Penso non ci sia finale più bello e glorificante per questo progetto se non ricordare come uno dei veicoli simbolo della rivoluzione ecologica moderna sia nato grazie all’eredità lasciata da una Supra con una turbina a gas sotto al cofano, a dimostrazione del fatto che qualche tocco di vera e razionale follia, ogni tanto, non fa male nel sempre più fiscale mondo dell’ingegneria automobilistica.
Se non erro la Punto Selecta, che aveva un CVT, fu commercializzata nel 1997. Non fu capita in Eurupa come tutti i CVT ancora oggi, che pero’ ritengo piu’ efficienti e leggeri dei cambi automatici sia std che doppia frizione. Forse i CVT sono limitati nella coppia che possono gestire entro pesi/ingombri accettabili, ma onestamente non saprei.
Bravi andate a trovare cose veramente interessanti per i patiti di meccanica come me!
Le cose più fighe sono quelle più inquinanti, c’è poco da fare.
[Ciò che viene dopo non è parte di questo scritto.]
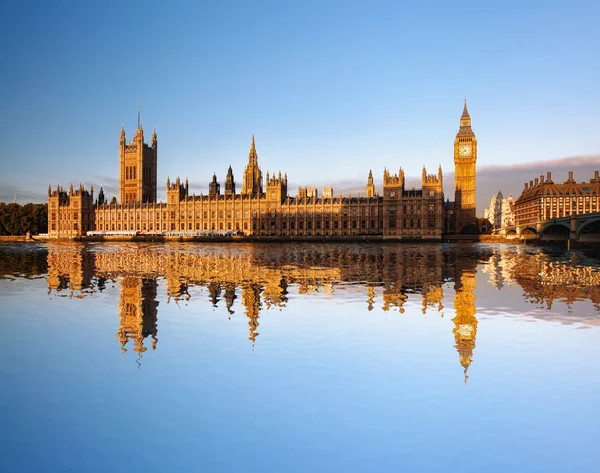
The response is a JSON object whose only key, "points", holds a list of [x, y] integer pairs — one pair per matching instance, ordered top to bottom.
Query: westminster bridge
{"points": [[581, 228]]}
Ma perché scrivete che è un motore a reazione? Lo spiegate bene che è una turbina a gas, che eroga la potenza da un albero di tramissione, non con un getto.
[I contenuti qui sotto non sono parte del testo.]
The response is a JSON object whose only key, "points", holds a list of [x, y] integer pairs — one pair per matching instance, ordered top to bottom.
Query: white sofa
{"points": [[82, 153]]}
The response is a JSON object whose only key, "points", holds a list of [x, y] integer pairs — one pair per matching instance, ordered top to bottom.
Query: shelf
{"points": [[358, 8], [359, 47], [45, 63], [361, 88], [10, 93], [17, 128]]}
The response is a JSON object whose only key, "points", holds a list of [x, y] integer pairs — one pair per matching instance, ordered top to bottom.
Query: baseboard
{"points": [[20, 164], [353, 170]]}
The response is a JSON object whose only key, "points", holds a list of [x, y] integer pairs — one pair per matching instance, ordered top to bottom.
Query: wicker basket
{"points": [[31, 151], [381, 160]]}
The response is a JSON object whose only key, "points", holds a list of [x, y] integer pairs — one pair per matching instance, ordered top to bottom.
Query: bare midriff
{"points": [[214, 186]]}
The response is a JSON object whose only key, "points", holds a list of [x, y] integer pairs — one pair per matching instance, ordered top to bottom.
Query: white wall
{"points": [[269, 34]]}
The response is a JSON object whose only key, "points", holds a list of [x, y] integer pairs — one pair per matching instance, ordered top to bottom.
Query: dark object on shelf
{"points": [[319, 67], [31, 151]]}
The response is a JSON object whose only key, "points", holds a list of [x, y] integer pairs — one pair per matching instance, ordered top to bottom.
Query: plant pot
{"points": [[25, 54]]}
È una questione annosa. L’albero di trasmissione è mosso dall’espansione dei gas combusti (non è collegato direttamente al compressore) quindi, in teoria, dovrebbe andare bene comunque. L’auto non è mossa n avanti “direttamente” dal getto ma il getto fa girare la turbina che muove in avanti l’auto.
Il motore a reazione non si definisce come tale perchè espelle dei gas.
Distinguiamo tra motore ad azione e motore a reazione:
In un motore ad azione l’unica energia che la turbina assorbe dai gas è la loro energia cinetica, mentre il salto entalpico si consuma tutto nel palettamento statorico.
Un motore a reazione invece ha il salto entalpico che si conclude nella turbina, e si definisce a reazione.
Nella turbina quindi, oltre ad avvenire un cambio di direzione dei gas, avviene anche parte della loro accelerazione.